Each refugee receives a minimum of $925 from the federal government to help them find housing, employment and become self-sufficient. With limited funding, refugees need to find employment soon after they arrive, but their language ability, lack of employment history in the U.S. and sometimes health issues can make it hard for them to obtain suitable employment right away.
“I think for most refugees, they do succeed, they find jobs quickly and they are able to support themselves. But I would also say that’s probably the greatest challenge,” Andrews said.
Karpinos said refugees sometimes are forced to take low-skilled jobs because of the language barrier.
“When many people come here from another country, not speaking the language, they end up having to take minimum-wage jobs,” Karpinos said. “They end up having to work in places that are not specific to the kind of training or knowledge that they had in their country before.”
To help refugees become self-sufficient, resettlement agencies provide employment-oriented services, offering job application workshops, English classes and interview preparations. Navigating daily life, on the other hand, is pivotal for their adjustment into life in the U.S. Resettlement agencies also help refugees find apartments, get furniture, enroll their children in school and fill out documentations.
“One of the biggest challenges is the general idea of culture shock,” said Scott Phillips, field office director of U.S. Committee for Refugees and Immigrants North Carolina Field Office in Raleigh, a resettlement agency. He said daily activities, such as taking a bus and getting groceries, can be challenging for refugees who are not familiar with the local environment.
Despite the hardships and difficulties, many do find employments promptly and immerse into the local communities. Jenny Bodnar, senior case specialist at World Relief Durham, a resettlement agency, said refugees take on difficult jobs, such as dishwashing or cleaning services, in order to support themselves.
“They are serious about starting a new life here,” Karpinos said.
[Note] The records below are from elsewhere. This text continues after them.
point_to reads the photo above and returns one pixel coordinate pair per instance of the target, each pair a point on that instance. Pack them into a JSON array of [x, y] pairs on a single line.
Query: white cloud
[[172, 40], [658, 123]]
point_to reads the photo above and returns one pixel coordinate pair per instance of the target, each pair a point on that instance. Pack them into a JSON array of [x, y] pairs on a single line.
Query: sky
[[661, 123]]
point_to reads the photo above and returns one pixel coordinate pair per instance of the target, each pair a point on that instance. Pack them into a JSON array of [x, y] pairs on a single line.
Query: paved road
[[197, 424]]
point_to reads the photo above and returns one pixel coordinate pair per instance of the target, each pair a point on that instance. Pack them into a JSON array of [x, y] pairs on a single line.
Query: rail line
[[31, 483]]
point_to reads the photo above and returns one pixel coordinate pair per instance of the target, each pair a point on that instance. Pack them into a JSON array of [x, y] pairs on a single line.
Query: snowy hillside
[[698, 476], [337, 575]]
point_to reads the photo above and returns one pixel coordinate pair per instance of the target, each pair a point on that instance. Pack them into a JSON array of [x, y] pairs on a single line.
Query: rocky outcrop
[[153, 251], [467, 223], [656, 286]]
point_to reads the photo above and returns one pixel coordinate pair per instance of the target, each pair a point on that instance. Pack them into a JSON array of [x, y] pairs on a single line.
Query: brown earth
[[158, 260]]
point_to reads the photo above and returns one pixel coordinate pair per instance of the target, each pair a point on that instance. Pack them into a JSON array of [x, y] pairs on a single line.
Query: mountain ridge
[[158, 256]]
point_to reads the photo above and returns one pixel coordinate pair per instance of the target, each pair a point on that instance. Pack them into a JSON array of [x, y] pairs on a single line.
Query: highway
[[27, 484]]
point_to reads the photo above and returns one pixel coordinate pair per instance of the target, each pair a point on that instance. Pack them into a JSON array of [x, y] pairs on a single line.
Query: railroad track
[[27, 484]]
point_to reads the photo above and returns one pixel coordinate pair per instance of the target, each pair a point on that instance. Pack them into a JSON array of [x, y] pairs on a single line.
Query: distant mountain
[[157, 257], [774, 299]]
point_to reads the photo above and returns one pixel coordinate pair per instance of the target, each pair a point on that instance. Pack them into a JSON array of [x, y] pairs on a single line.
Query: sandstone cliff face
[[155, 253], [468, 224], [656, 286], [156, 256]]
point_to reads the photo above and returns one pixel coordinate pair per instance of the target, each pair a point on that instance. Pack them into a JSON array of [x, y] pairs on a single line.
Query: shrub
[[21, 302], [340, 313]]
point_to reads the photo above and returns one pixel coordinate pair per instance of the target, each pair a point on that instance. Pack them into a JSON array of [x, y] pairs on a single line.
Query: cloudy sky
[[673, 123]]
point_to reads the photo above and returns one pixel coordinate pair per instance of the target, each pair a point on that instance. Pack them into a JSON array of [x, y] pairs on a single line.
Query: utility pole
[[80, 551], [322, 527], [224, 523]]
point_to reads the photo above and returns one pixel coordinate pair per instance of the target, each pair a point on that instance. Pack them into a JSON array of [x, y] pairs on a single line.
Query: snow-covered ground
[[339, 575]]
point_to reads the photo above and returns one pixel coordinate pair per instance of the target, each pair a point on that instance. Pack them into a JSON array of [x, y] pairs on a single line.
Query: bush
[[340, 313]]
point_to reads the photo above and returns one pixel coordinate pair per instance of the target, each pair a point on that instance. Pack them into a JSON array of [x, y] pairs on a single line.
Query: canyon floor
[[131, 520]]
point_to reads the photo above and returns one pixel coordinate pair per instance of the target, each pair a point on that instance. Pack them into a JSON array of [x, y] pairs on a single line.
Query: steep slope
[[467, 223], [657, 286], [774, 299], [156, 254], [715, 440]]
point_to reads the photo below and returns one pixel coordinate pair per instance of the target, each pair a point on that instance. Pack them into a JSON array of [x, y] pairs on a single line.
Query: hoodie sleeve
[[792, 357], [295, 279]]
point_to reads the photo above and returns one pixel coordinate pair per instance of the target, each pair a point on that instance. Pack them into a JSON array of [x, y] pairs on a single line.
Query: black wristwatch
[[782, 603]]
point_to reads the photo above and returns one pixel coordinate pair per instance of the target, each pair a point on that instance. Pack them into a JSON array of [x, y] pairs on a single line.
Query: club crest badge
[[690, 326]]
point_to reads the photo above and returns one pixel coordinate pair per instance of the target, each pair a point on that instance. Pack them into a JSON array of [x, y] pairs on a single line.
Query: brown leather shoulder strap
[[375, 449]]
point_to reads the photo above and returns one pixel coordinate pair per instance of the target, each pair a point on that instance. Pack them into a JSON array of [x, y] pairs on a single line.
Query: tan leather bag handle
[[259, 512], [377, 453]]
Beyond the Syrian Refugee Crisis
The spotlight has shone on the refugee community since the beginning of the Syrian Refugee Crisis, which has caused the death or exodus of more than 11 million Syrians.
“Since the Syrian Refugee Crisis really hit the news in the late fall last year, October and November, we were absolutely inundated with calls from people wanting to know how they could help, how they could support refugees,” Andrews said. “We’ve seen a pretty dramatic increase in our donations, in our volunteer interests in the last year.”
Other settlement agencies have witnessed similar enthusiasm for volunteering and donations brought by the media exposure.
“Some people call and they only want to help a Syrian family, because I think the media has focused highly on the Syrian crisis,” Bodnar said.
Noting that Church World Service Durham has helped refugees from over 20 countries, Andrews said the media exposure of the Syrian Refugee Crisis has been a good thing for the refugee community overall, but there are many refugees from other countries who need as much help as those from Syria.
Church World Services Durham helped settle 318 refugees between Oct. 1, 2015 and Sept. 30, 2016. Of them, approximately 70 are Syrians. During the same period, 3,342 refugees arrived in North Carolina, and 607 are Syrian refugees.
Andrews said many Syrian refugees have lived in the urban areas, but this is not the case with every refugee group, noting some refugees need to learn how to use running water and electricity.
“I think as people become aware of refugees in our community, it’s important for them to be aware that they are coming from many different parts of the world,” Bodnar said. “All of them have been through persecutions and traumas of different kinds, and we need to think as a community how to welcome everyone including the Syrians but not limited to the Syrians.”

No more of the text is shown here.